Leiter Wärchstatt und Motivator

Fast wäre ich Lehrer geworden wie zwei meiner Brüder, nun bin ich Wärchstattleiter. Wenn ich es mir recht überlege, ist das gar nicht so ein Unterschied.

Pius Eberli

Gratis gibt es bei uns nichts und fürs «Bäschele» bin ich grundsätzlich nicht der Typ. Da habe ich eine klare Haltung.

Ich verstehe schon, dass unsere Klienten, die wir Teilnehmende nennen, in schwierigen Lebenssituationen stecken, teilweise mit Suchtproblemen kämpfen und meist über Jahre nicht gearbeitet haben. Trotzdem oder gerade deshalb sollen sie hier in der Wärchstatt ehrliche, handfeste Arbeit leisten dürfen.

Ich sage «Arbeit leisten dürfen», da ich sicher bin, dass die geregelte Arbeit für unsere Teilnehmenden eine Lebensstütze ist. Mein Team und ich sorgen hier für eine unbürokratische Tagesstruktur durch sinnvolle Arbeiten im Stundenlohn von Montagmittag bis Freitagabend.

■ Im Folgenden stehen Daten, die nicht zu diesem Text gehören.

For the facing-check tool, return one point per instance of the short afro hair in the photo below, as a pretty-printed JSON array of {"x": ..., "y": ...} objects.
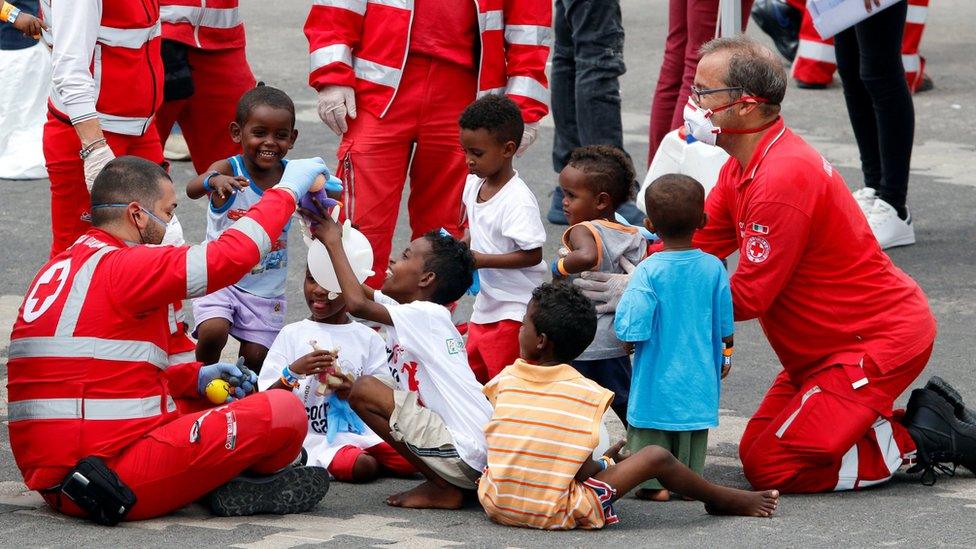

Das kann sein: Restaurieren von Möbeln, kleinere Malerarbeiten, Aufräumarbeiten im Wald und in der Landschaft, Gartenarbeiten oder kleinere Umzüge. Unsere Teilnehmenden können hier den sozialen Umgang neu erlernen, sie entdecken Fähigkeiten, die sie nicht für möglich gehalten haben und sie spüren am Abend diese gesunde Müdigkeit, die sie ohne Schlafmittel einschlafen lässt.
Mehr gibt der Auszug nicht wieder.